Kopipagi 05 Desember 2021

Indeks Dow Jones ditutup pada level 30,223 melemah 1.3% turun 382 poin. Pelemahan yang terjadi pada bursa AS karena pasar khawatir atas meningkatnya jumlah kasus Covid-19 di seluruh dunia. Hal ini akan berdampak pada semakin lambtnya pemulihan ekonomi global. Dihimpun dari worldometers, kasus positif di dunia saat ini sebesar 85.9 juta. AS sebagai negara dengan kasus positif terbesar yaitu dengan 21.2 juta kasus aktif. Selain itu, investor juga fokus pada putaran kedua pemilihan senat di negara bagian Georgia. Jika Demokrat menang, maka  partai tersebut akan memiliki kontrol di senat dan legislatif sehingga dapat memuluskan kebijakan Biden seperti kenaikan pajak untuk korporat dan berpotensi direspon negatif oleh pasar saham AS. Sebaliknya jika partai Republik yang menang, kebijakan-kebijakan Biden yang sudah dirangcang diproyeksikan tidak akan mulus.

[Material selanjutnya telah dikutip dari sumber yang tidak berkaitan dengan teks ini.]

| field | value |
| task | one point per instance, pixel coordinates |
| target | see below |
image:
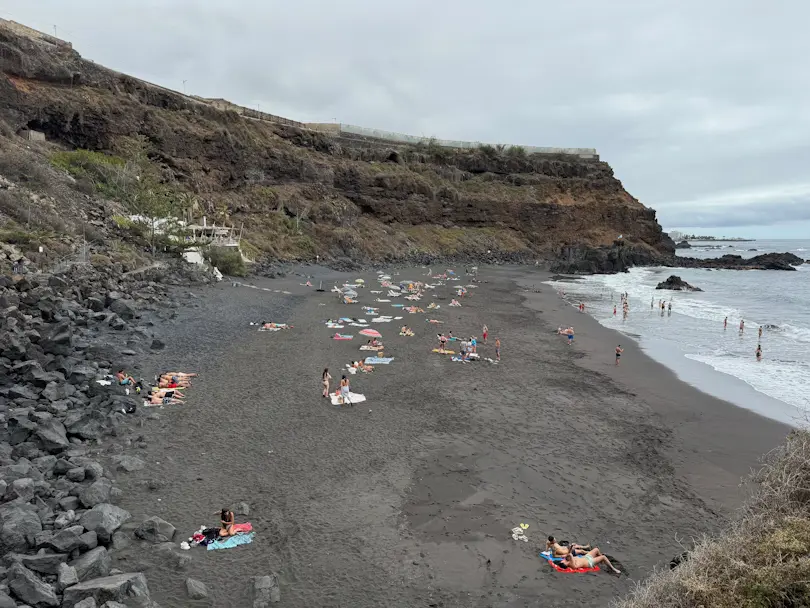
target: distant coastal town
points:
(681, 236)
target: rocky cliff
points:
(302, 193)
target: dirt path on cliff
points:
(407, 499)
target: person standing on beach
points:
(325, 379)
(344, 390)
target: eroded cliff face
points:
(303, 193)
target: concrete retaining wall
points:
(29, 32)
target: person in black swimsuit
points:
(227, 520)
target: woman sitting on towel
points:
(227, 521)
(325, 379)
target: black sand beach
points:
(408, 499)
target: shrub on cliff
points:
(228, 260)
(111, 175)
(762, 560)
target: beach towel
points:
(353, 398)
(378, 360)
(555, 562)
(231, 541)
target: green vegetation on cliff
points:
(762, 560)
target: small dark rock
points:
(196, 589)
(155, 530)
(677, 284)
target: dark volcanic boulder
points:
(126, 309)
(677, 283)
(51, 433)
(93, 564)
(19, 527)
(155, 530)
(31, 589)
(104, 520)
(129, 589)
(59, 340)
(266, 591)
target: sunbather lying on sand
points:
(124, 378)
(564, 548)
(269, 325)
(592, 558)
(362, 366)
(173, 382)
(168, 398)
(166, 392)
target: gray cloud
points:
(694, 104)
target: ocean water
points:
(691, 339)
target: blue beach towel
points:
(547, 555)
(231, 542)
(378, 360)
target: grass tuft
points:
(762, 560)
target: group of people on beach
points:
(166, 388)
(576, 556)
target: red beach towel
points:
(572, 570)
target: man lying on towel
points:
(592, 558)
(578, 556)
(563, 548)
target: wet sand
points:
(407, 499)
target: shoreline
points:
(711, 428)
(408, 499)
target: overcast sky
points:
(700, 107)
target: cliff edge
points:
(299, 193)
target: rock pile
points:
(677, 283)
(58, 513)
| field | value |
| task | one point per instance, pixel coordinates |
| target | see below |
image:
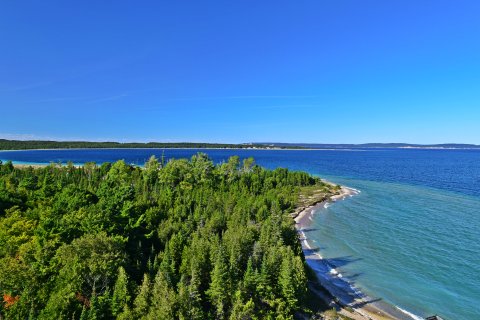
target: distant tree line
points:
(185, 239)
(38, 144)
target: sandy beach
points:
(331, 287)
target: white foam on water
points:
(413, 316)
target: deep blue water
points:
(410, 238)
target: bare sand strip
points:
(352, 303)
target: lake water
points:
(411, 237)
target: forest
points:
(185, 239)
(44, 144)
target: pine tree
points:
(163, 302)
(142, 301)
(219, 286)
(120, 298)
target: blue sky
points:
(241, 71)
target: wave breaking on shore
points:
(340, 287)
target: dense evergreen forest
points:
(39, 144)
(185, 239)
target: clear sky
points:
(241, 71)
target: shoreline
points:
(344, 296)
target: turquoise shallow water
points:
(414, 247)
(410, 238)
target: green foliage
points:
(185, 239)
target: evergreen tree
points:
(120, 297)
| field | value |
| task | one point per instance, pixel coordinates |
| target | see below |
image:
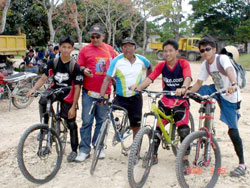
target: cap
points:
(128, 40)
(97, 29)
(231, 51)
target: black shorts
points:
(134, 107)
(178, 111)
(65, 107)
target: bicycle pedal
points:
(125, 153)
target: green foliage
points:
(151, 56)
(220, 18)
(32, 20)
(242, 33)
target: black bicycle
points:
(123, 132)
(203, 165)
(41, 147)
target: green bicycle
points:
(141, 152)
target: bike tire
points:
(182, 152)
(99, 145)
(128, 133)
(20, 152)
(175, 148)
(22, 91)
(133, 157)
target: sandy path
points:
(112, 172)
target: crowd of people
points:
(35, 57)
(99, 64)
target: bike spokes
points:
(201, 167)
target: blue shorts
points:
(229, 111)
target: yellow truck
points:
(12, 45)
(188, 48)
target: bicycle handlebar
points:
(198, 98)
(53, 92)
(157, 94)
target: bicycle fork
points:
(209, 118)
(149, 155)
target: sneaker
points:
(72, 157)
(239, 171)
(154, 161)
(185, 166)
(81, 157)
(102, 154)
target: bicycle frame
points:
(110, 115)
(157, 113)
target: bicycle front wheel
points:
(203, 168)
(127, 137)
(99, 145)
(140, 158)
(39, 154)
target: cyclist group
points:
(99, 64)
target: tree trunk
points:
(78, 30)
(4, 14)
(144, 36)
(113, 33)
(51, 28)
(132, 32)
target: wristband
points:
(234, 83)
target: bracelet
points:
(234, 83)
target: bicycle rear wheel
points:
(198, 173)
(127, 136)
(177, 142)
(38, 160)
(140, 158)
(99, 145)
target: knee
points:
(183, 131)
(233, 133)
(71, 125)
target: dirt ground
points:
(112, 172)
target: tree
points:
(219, 18)
(49, 7)
(5, 4)
(32, 20)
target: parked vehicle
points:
(15, 88)
(188, 48)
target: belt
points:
(95, 95)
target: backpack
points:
(240, 71)
(71, 65)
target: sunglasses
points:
(95, 37)
(205, 49)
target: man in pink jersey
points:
(176, 76)
(94, 60)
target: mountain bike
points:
(41, 147)
(123, 132)
(141, 152)
(204, 160)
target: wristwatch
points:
(234, 83)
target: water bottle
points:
(117, 123)
(1, 92)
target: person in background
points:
(30, 62)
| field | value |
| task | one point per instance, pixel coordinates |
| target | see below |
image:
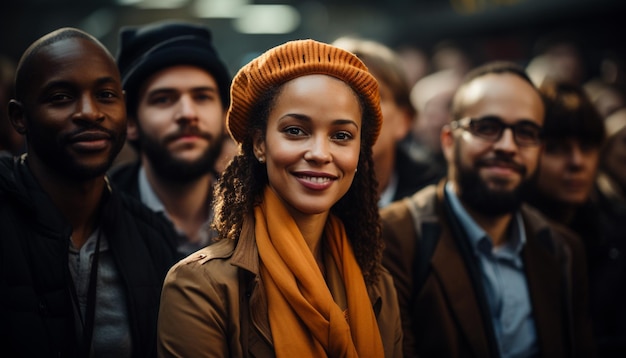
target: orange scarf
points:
(304, 318)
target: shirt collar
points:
(479, 239)
(147, 195)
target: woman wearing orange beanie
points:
(297, 271)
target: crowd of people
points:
(324, 200)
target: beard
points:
(53, 154)
(177, 170)
(477, 195)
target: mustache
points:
(187, 131)
(91, 131)
(502, 161)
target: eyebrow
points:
(305, 118)
(174, 90)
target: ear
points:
(258, 145)
(16, 116)
(132, 130)
(447, 142)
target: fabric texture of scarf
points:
(304, 318)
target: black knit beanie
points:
(147, 49)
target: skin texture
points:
(500, 167)
(567, 170)
(179, 122)
(73, 114)
(311, 147)
(615, 157)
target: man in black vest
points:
(81, 265)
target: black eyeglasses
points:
(525, 133)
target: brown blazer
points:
(214, 305)
(444, 318)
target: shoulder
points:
(211, 264)
(125, 177)
(128, 217)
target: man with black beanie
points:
(177, 93)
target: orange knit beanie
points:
(291, 60)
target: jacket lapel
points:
(450, 269)
(545, 283)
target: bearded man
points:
(479, 273)
(177, 92)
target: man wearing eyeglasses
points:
(478, 273)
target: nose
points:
(507, 141)
(186, 110)
(319, 150)
(88, 109)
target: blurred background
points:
(421, 30)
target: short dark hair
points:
(23, 70)
(494, 67)
(570, 114)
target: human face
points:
(615, 157)
(179, 122)
(567, 170)
(501, 168)
(73, 113)
(312, 143)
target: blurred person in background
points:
(573, 135)
(558, 57)
(398, 174)
(177, 93)
(606, 97)
(607, 256)
(431, 96)
(570, 189)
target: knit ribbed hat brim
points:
(291, 60)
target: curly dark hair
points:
(240, 189)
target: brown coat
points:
(214, 305)
(443, 319)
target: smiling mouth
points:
(315, 179)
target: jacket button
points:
(43, 309)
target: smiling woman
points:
(295, 259)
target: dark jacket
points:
(446, 317)
(125, 177)
(215, 304)
(36, 310)
(414, 175)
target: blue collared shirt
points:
(504, 282)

IHSG kemarin ditutup pada level 6,104 menguat 2.10% naik 125 poin.

Penguatan IHSG sendiri didorong oleh rilis data ekonomi Indonesia yang menunjukan hasil positif. PMI Manufaktir Indonesia per Desember terjaga pada level ekspansif sebesar 51.3, naik dibanding November sebesar 50.6. Kenaikan PMI  didorong peningkatan yang lebih tajam pada pesanan baru, atau naik selama dua bulan berjalan.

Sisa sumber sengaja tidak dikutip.